Blanca Busquets - Das Fremde verstehen und daraus lernen


Das Faszinierende an der Literatur ist, dass es den Schriftstellern gelingt, die Kultur eines Landes und das Innere der Menschen in köstlichen Sprachbildern einzufangen wie schillernde Insekten in goldgelbem Bernstein. Blanca Busquets i Oliu ist darin Meisterin. Die katalanische Schriftstellerin, Journalistin und Philologin wurde 1961 in Barcelona geboren und ist in dem katalanischen Dorf Cantonigròs verwurzelt,  hat aber lange in Pamplona im Baskenland gelebt, wo sie in einer französischen Schule zuerst in französischer, dann in spanischer Sprache lesen und schreiben lernte. Von dort an sollte neben der Musik (sie wirkte in zahlreichen Chören und bei Musikprogrammen in Radio und Fernsehen mit und ist Gründerin des internationalen Musikfestivals von Cantonigròs) das geschriebene Wort ihr ganzes Leben bestimmen: Mit zwölf Jahren schrieb sie ihre erste Erzählung und später neun Romane, allesamt auf Katalanisch, in der Sprache ihrer Heimat.

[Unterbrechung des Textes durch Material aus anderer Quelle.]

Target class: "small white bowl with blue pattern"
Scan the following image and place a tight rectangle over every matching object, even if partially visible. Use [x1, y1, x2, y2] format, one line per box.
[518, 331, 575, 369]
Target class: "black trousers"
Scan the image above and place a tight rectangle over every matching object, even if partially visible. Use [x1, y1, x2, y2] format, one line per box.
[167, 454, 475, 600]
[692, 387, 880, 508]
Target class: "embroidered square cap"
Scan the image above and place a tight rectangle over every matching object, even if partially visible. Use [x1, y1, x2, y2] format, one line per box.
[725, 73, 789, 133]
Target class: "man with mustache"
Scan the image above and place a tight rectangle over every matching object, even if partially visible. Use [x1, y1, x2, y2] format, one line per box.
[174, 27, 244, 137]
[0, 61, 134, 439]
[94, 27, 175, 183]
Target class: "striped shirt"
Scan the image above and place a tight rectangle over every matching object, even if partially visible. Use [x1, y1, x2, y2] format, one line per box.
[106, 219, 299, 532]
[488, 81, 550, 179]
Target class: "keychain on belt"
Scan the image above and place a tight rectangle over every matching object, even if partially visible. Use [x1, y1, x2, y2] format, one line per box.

Presó de neu. Barcelona: Proa, 2003.
El jersei. Barcelona: Rosa dels Vents, 2006. 
- Deutsche Übersetzung (2001): Die Woll-Lust der Maria Dolors. DTV 
Tren a Puigcerdà. Barcelona: Rosa dels Vents, 2007.
Vés a saber on és el cel. Barcelona: Rosa dels Vents, 2009. 
- Deutsche Übersetzung (2011): Bis dass der Zufall uns vereint. DTV
La nevada del cucut. Barcelona: Rosa dels Vents, 2010.
La casa del silenci. Barcelona: Rosa dels Vents, 2013. Deutsche Übersetzung (2015): Die Partitur des Glücks. Bastei Lübbe
Paraules a mitges. Barcelona: Rosa dels Vents, 2014. Deutsche Übersetzung (2016): In jener sternenklaren Nacht. Bastei Lübbe
Jardí a l'obaga. Barcelona: Proa, 2016
La fugitiva. Barcelona: Proa, 2018

All diese Romane verbinden die besonderen, ungewöhnlichen Geschichten, welche ihre Charaktere durchleben: In Presó de neu begleitet der Leser Jordi Cordina, der seine Ehefrau umgebracht hat, gerade aus dem Gefängnis entlassen worden ist und an den Ort des Verbrechens zurückkehrt, auf eine Reise in seine Erinnerungen. In El jersei sehen wir die Welt aus der Perspektive von Maria Dolors, einer alten Frau, die nach einer Embolie weder gehen noch sprechen kann, aber mit ihren scharfen Augen und ihrem ebenso scharfen Verstand mehr beobachtet, als der Familie lieb ist, während sie für ihre Enkelin einen Pullover strickt, und die Romane La nevada del cucut und La casa del silenci erzählen von der Leidenschaft mutiger Frauen, die sich trotz widriger Umstände den Büchern und der Musik hingeben. Solche Situationen mögen wir zwar nie erlebt haben, doch durch die einfühlsamen Beschreibungen des Empfindens und Denkens der Charaktere lernen wir sie im wahrsten Sinne des Wortes ver-stehen, indem wir im Geiste in ihre Haut schlüpfen und uns fragen, was wir wohl an ihrer Stelle denken und tun würden. So lernen wir beim Lesen und Mitfühlen von Blanca Busquets Romanen auch uns selbst ein Stück weit besser kennen, und gerade das ist es, was meines Erachtens gute Literatur ausmacht.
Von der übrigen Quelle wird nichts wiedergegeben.